Para garantir que ninguém seja prejudicado e nenhum estudante fique para trás, o grupo de conselheiros propõe a criação de uma comissão paritária com discentes, professores e técnicos que realize o acompanhamento e avaliação do modelo a ser implementado. Na eventualidade de ser necessário planejar o oferecimento de ERE para o próximo semestre letivo, os conselheiros defendem a realização de uma consulta informal, regulamentada pelo Conselho Universitário (Consun), para que a comunidade universitária possa se posicionar a respeito da atual proposta de Ensino Remoto.
O conselheiro Leonardo afirma que “Continuaremos apontando as falhas nesse processo, que certamente virão e podem ser graves. Nosso parecer defende que o CONSUN realize uma consulta informal para saber a opinião da comunidade universitária a respeito do ERE. Vamos lutar para que isso seja cumprido, junto com o movimento estudantil e sindical da UFRGS”.
“Há esforços de algumas Comgrads no sentido de avaliar as condições dos estudantes (sobretudo fizeram questionários que em geral não atingiram 60% de estudantes respondentes). No entanto os estudos não avançaram no diálogo com os diferentes setores da universidade, sobretudo no que diz respeito às ações afirmativas e a assistência estudantil”, aponta o parecer, destacando a ausência de um trabalho institucional de reunião destes estudos.
“O questionário enviado pela Prograd não abrangia questões que tocam nas condições psicossociais e financeiras dos estudantes, assim como não há pesquisas sobre a saúde da comunidade”, alertam os conselheiros, acrescentando que, nas pesquisas realizadas pela Prograd, pelas Comgrads e Departamentos, assim como nos relatos colhidos pelo DCE, um número considerável de discentes e docentes informaram dificuldade de acesso à internet de qualidade, capaz de suportar aulas remotas ‘ao vivo’, além de dificuldade de concentração, com a qualidade necessária, no trabalho online em meio à pandemia e ao isolamento social.
“Alguns discentes e docentes relataram que têm fillhos/as (por vezes com aulas remotas em suas escolas) e idosos em casa que necessitam atenção, além do compartilhamento do uso do computador e da internet. Outros/as relataram não possuir computador em casa. Também houve debate a respeito da saúde mental e da dificuldade de concentração frente ao turbilhão de informações e cuidados que a nova rotina do isolamento social requer”, alerta o parecer, frisando também a importância de medidas específicas, garantindo que os prejuízos que possam decorrer da aplicação do ERE para as discentes mães, bem como os modos de repará-los, sejam previstos na resolução que define tal modalidade de ensino.
Para ler o parecer na íntegra, acesse aqui.

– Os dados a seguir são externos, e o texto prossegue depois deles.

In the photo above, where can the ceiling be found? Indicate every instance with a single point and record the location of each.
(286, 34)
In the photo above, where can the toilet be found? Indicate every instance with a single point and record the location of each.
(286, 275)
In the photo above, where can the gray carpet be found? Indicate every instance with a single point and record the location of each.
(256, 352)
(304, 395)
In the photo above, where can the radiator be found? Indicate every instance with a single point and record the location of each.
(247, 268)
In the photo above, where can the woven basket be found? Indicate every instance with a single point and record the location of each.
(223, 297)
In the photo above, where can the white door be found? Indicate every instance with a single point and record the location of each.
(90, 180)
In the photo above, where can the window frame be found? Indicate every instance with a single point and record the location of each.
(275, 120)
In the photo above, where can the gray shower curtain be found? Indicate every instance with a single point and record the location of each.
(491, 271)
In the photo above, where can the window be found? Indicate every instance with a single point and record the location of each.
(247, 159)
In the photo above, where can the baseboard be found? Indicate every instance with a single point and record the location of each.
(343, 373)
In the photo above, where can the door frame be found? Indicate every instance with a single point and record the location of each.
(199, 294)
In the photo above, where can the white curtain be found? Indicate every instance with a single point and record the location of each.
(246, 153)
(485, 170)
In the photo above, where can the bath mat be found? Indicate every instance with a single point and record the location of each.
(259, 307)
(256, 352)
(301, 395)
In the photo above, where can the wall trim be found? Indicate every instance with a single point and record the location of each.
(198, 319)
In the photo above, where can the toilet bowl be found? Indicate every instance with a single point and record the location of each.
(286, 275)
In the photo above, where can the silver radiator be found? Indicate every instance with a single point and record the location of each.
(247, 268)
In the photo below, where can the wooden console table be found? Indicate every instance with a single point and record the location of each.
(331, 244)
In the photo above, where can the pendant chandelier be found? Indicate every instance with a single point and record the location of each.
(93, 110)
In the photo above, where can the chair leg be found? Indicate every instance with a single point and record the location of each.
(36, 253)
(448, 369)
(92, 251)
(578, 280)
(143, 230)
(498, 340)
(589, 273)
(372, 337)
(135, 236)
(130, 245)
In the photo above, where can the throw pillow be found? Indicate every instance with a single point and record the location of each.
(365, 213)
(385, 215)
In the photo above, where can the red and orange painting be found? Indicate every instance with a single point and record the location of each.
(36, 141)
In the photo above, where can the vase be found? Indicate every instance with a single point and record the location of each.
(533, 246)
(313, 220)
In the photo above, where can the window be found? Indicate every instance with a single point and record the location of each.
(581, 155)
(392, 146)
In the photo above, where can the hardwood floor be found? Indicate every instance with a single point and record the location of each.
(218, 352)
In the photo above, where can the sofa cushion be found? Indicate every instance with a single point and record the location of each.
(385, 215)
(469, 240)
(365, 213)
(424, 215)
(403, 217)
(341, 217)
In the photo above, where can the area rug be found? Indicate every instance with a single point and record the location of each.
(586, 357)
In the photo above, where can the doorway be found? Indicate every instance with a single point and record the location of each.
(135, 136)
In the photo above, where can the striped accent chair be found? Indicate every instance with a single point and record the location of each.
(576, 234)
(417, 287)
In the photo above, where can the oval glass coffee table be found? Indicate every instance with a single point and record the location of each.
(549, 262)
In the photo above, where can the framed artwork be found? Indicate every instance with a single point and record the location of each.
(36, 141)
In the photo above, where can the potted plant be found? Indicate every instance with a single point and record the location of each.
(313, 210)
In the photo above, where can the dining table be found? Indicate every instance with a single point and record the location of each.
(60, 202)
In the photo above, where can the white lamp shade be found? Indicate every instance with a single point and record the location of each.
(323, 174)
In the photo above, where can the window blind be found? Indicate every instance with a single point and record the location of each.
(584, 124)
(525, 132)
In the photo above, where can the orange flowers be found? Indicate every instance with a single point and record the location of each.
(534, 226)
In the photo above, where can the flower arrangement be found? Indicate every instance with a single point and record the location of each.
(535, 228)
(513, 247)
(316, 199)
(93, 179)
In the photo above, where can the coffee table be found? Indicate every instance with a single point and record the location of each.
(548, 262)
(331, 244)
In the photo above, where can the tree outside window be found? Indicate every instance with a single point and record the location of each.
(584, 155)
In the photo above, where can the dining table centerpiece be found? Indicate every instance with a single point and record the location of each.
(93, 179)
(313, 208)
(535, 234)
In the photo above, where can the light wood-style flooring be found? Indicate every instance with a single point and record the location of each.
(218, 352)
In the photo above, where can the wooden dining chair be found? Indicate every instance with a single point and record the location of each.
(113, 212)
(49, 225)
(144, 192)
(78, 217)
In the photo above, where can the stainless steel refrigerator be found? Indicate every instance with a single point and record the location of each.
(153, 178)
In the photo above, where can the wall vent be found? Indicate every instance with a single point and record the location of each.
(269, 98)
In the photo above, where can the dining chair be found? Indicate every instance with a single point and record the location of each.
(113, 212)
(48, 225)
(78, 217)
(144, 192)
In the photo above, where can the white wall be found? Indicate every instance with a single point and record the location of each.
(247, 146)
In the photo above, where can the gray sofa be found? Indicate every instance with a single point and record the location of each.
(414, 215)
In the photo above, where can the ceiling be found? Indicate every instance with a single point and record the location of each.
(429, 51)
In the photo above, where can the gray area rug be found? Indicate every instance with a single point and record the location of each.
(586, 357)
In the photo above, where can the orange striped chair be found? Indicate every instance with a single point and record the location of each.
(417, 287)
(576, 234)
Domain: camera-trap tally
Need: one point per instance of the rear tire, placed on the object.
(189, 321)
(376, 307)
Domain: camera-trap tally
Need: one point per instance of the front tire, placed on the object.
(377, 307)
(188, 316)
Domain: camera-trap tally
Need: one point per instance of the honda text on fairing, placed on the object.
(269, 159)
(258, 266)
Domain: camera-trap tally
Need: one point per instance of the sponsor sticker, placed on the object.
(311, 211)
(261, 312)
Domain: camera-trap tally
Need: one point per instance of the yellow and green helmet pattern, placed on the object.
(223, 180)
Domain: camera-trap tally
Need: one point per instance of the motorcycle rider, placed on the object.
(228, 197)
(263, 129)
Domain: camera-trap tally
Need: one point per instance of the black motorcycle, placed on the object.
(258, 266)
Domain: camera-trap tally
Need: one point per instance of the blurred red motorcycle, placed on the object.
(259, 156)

Avanços na discussão sobre o ERE
O ANDES/UFRGS já realizou duas rodas de conversa com docentes sobre o ERE e já manifestou críticas à maneira como a discussão vem acontecendo na UFRGS. O parecer divergente diminui os riscos de disparidade entre estudantes de condições socioeconômicas distintas e favorece a inclusão. Dentre outros avanços, o parecer estabelece também a contínua avaliação do ERE e a possibilidade de sua interrupção mesmo durante a crise sanitária, evitando que a precarização seja naturalizada como novo padrão de ensino na Universidade.